Читаем Писательские дачи. Рисунки по памяти полностью

О его выступлении у нас в классе я ему напомнила летом 1957 года, когда мы с ним случайно встретились в Гаграх, в Доме творчества писателей, куда мама достала мне курсовку. Питалась я в столовой Дома творчества, а жила рядом, в частном доме. Делила комнату с двумя строгими учительницами из Ленинграда.

В первый же день мы столкнулись с Диком у главного корпуса.
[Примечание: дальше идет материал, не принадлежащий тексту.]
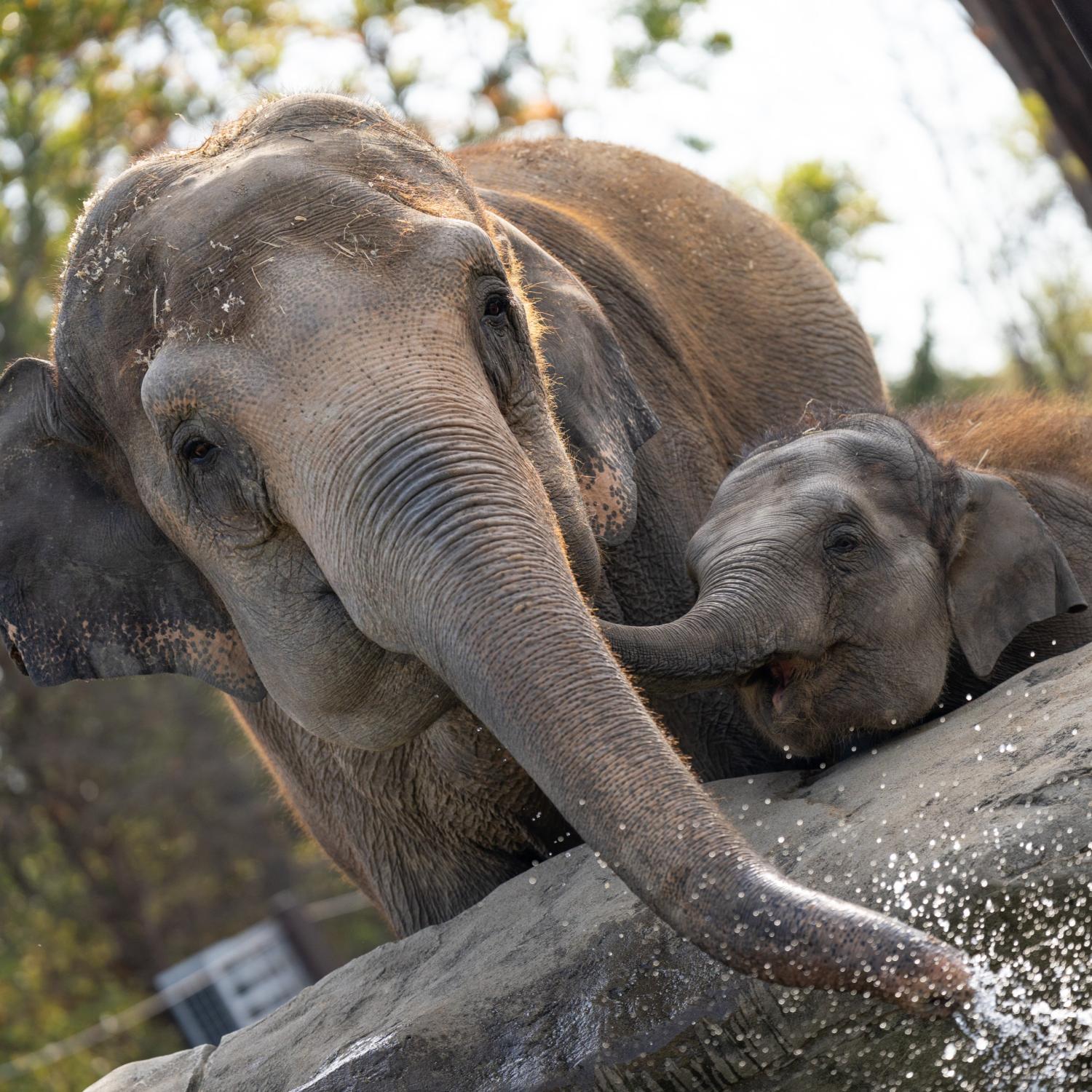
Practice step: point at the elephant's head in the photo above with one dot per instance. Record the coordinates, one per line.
(298, 439)
(836, 568)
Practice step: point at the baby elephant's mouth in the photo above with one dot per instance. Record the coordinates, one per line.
(773, 679)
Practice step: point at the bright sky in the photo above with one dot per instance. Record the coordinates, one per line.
(903, 93)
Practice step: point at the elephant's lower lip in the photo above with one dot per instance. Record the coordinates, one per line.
(775, 678)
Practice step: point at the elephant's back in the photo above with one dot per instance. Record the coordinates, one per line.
(729, 321)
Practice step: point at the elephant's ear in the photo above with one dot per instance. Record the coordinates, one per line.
(603, 413)
(1008, 574)
(90, 587)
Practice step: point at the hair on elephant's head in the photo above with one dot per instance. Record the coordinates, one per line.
(836, 569)
(298, 437)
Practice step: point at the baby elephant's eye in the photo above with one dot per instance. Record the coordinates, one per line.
(199, 451)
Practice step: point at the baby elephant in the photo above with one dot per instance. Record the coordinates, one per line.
(860, 569)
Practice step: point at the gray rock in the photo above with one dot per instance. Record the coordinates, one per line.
(976, 827)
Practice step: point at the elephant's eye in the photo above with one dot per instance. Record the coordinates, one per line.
(496, 308)
(199, 451)
(841, 543)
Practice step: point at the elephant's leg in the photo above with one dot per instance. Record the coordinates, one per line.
(426, 829)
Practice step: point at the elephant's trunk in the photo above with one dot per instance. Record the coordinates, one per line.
(703, 648)
(716, 640)
(460, 561)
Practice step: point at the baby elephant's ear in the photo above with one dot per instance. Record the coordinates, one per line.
(90, 587)
(603, 414)
(1009, 572)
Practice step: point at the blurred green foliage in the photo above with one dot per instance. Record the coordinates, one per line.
(137, 829)
(830, 210)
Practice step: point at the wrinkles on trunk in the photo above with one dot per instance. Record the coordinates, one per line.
(707, 646)
(467, 570)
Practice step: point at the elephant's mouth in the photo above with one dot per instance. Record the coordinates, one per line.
(772, 683)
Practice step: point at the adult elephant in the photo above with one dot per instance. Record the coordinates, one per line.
(356, 436)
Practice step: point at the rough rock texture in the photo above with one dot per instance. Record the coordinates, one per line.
(976, 826)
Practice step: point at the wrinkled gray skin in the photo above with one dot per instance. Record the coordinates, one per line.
(850, 580)
(299, 443)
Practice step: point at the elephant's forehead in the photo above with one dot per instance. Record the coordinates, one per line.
(181, 242)
(847, 454)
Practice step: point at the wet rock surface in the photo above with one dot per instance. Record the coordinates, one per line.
(976, 827)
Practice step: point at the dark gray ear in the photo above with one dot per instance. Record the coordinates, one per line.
(90, 587)
(1008, 574)
(604, 416)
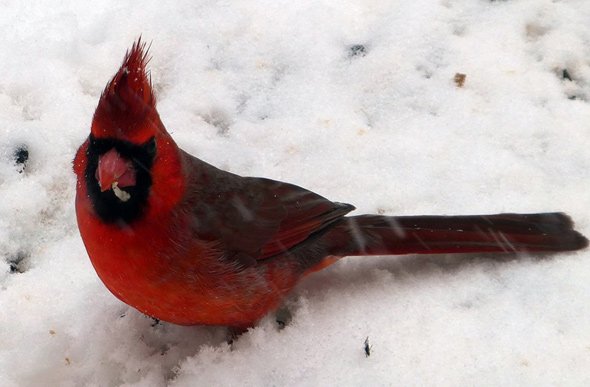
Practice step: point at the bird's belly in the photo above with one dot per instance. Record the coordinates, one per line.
(207, 293)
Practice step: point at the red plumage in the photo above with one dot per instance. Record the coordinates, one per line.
(185, 242)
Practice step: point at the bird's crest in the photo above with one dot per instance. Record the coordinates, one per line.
(128, 102)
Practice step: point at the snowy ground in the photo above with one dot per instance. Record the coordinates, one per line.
(354, 99)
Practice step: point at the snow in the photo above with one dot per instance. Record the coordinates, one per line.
(283, 89)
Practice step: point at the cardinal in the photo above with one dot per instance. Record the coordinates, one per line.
(185, 242)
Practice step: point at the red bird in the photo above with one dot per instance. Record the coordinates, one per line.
(185, 242)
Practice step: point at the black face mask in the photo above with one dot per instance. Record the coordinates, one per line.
(106, 204)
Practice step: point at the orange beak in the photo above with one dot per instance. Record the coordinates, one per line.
(114, 169)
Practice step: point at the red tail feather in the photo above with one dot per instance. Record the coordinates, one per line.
(508, 233)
— Анюта! Какими судьбами! — и, обернувшись к окружающим: — Это моя симпатичная соседка по дачному поселку, прошу любить и жаловать!

Через минуту, сама не заметив как, я оказалась в сфере его притяжения, смеялась его шуткам, он о чем-то мне рассказывал, с кем-то знакомил, потащил в холл, где отдыхающие, игравшие в пинг-понг, тут же уступили нам ракетки, и трижды обыграл меня под возгласы болельщиков, хотя на даче я здорово натренировалась. Ракетку он сам пристегивал ремешком к культе, крепко затягивал зубами и мастерски бил слева и справа, посылал шарик точно на край стола, гасил, отбивал, а когда шарик летел мимо — ловил его, прижимая к груди. За игрой сообщил, что он тут уже две недели, что приехал сюда на своей машине и завтра рано утром на машине же возвращается в Москву. И что сегодня хотел бы провести вечер со мной, как я на это?

Оглушенная его наступательной энергией, я ответила, что согласна, и после ужина села к нему в машину, и мы поехали в Старые Гагры, в кафе на берегу моря. Горели фонари, эвкалипты источали субтропический влажный охмуряющий запах. Тихонько шуршало море, набегая на гальку. За соседними столиками мужчины и дамы сидели в красивых позах и пили вино, словно играли роли из фильмов про богатую прежнюю жизнь.

Нам принесли бутылку вина. Он налил мне полный стакан, и я храбро отпила половину. Я не знала, как себя вести, на всякий случай тоже пыталась изображать даму, курила, закидывала ногу на ногу. Но это была не моя роль, я робела, стеснялась, краснела. Он смотрел на меня недвусмысленным оценивающим мужским взглядом. И, чтобы разрядить или хотя бы ослабить этот пугающий меня эротический посыл, я ему как раз и напомнила про то, давнее, детское, как он когда-то выступал у нас в школе и как нам понравилось. Он тут же вспомнил:

— Ну, как же! Ирочка!

Спросил, где она и как. Я что-то лепетала.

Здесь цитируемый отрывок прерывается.